Magda carraspeó molesta. ¿A qué venía ahora todo eso del quad? Es más, ¿a quién le importaba un maldito quad que podía poner en peligro cosas más importantes para todo el mundo? No conocía nada peor que un tipo perseverante que ignoraba por dónde iba la corriente…
—¿Sabe algo del informe del bastón?
Él negó tajante.
—No voy a darle más tiempo. Quiero el informe sobre mi mesa antes de las seis, ni un minuto después. Y no me importa si tiene que ir personalmente a recogerlo. Si le ponen alguna pega, llámeme de inmediato.
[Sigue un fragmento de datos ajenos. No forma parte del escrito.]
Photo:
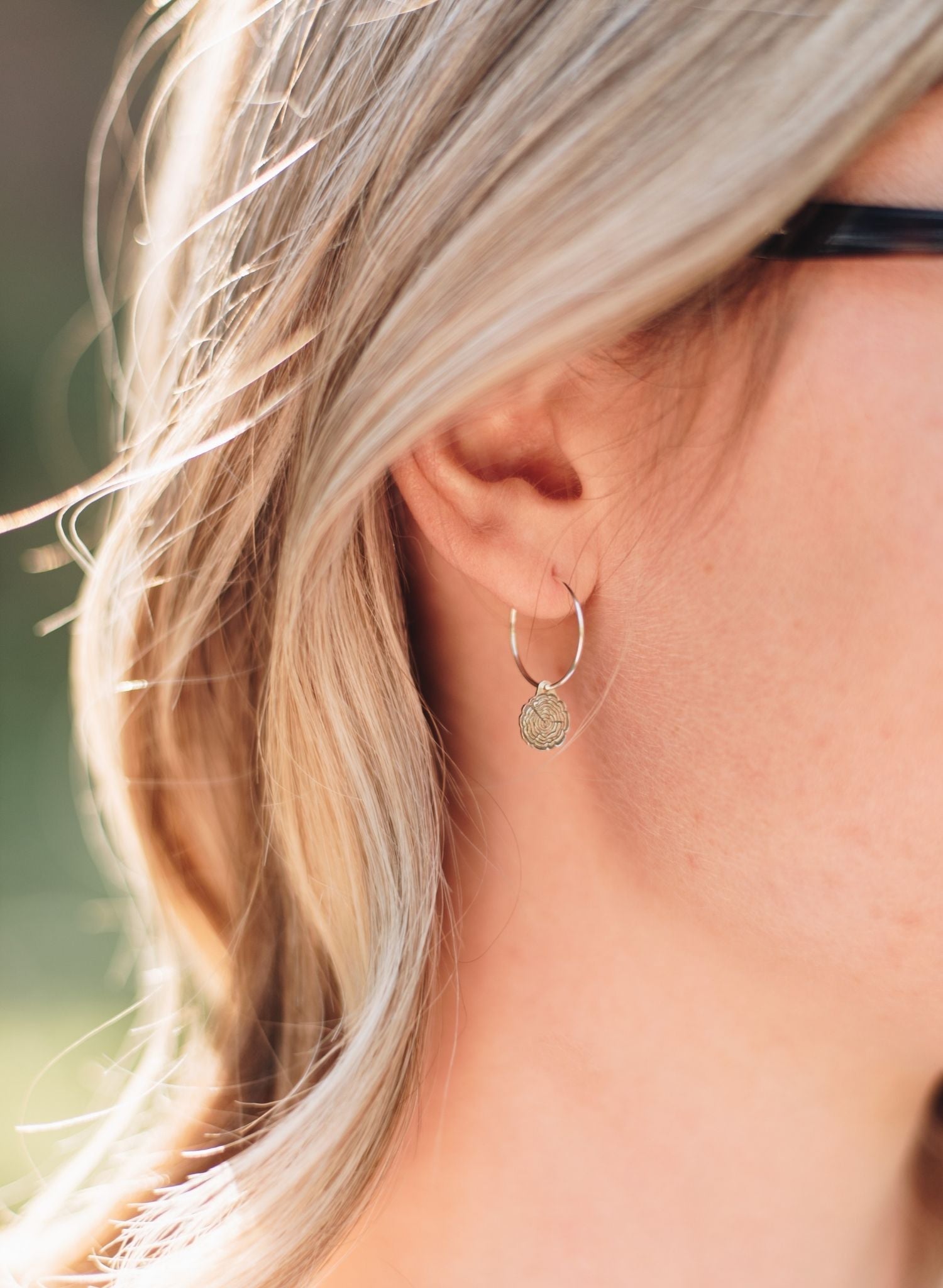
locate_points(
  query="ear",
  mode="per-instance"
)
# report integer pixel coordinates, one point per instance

—Estoy siguiendo la pista de la persona que envió el brandy a Jaime Bernat.
Magda se lo quedó mirando. Empezaba a irritarle la obstinación del sargento. Si esperaba que lo tuviera en cuenta, iba listo. Ya se imaginaba diciéndole a Vicente que seguían la pista del brandy. ¿Cómo se suponía que iba a encajar eso con su última afirmación de tener el caso prácticamente resuelto?
Le miró directamente a los ojos.
—En cuanto tengamos el informe del bastón decidiré qué hacer con el registro —zanjó.
Cuando Silva cerró la puerta, Magda se dejó caer en el respaldo. Cada reunión con aquel tipo le dejaba un sabor extraño en la boca, algo parecido a la irritada impotencia que sentía cuando su hijo Álex argumentaba demasiado bien las razones por las que la había desobedecido. Miró el reloj. Apenas había estado hablando con él cinco minutos y le habían parecido horas… Abrió el sobre de sacarina dispuesta a echarlo entero en el café, pero cambió de opinión: necesitaba azúcar. Lo tiró a la papelera y abrió el azucarillo. Mientras removía el café con el palito de plástico transparente concluyó que un segundo registro sólo complicaría la investigación. Había que evitarlo a toda costa, porque la veterinaria, al fin y al cabo, ya era la culpable a ojos de todos. Y eso resolvía el caso. Tomó un sorbo del café y su sabor amargo le llenó la boca y las fosas nasales de energía. No esperaría al sargento; ni tan sólo se había confirmado que fuese un espía de la central o que intentase hacer fracasar su entrada en el CRC. Cuando terminase el bendito americano se ocuparía ella misma de conseguir el informe.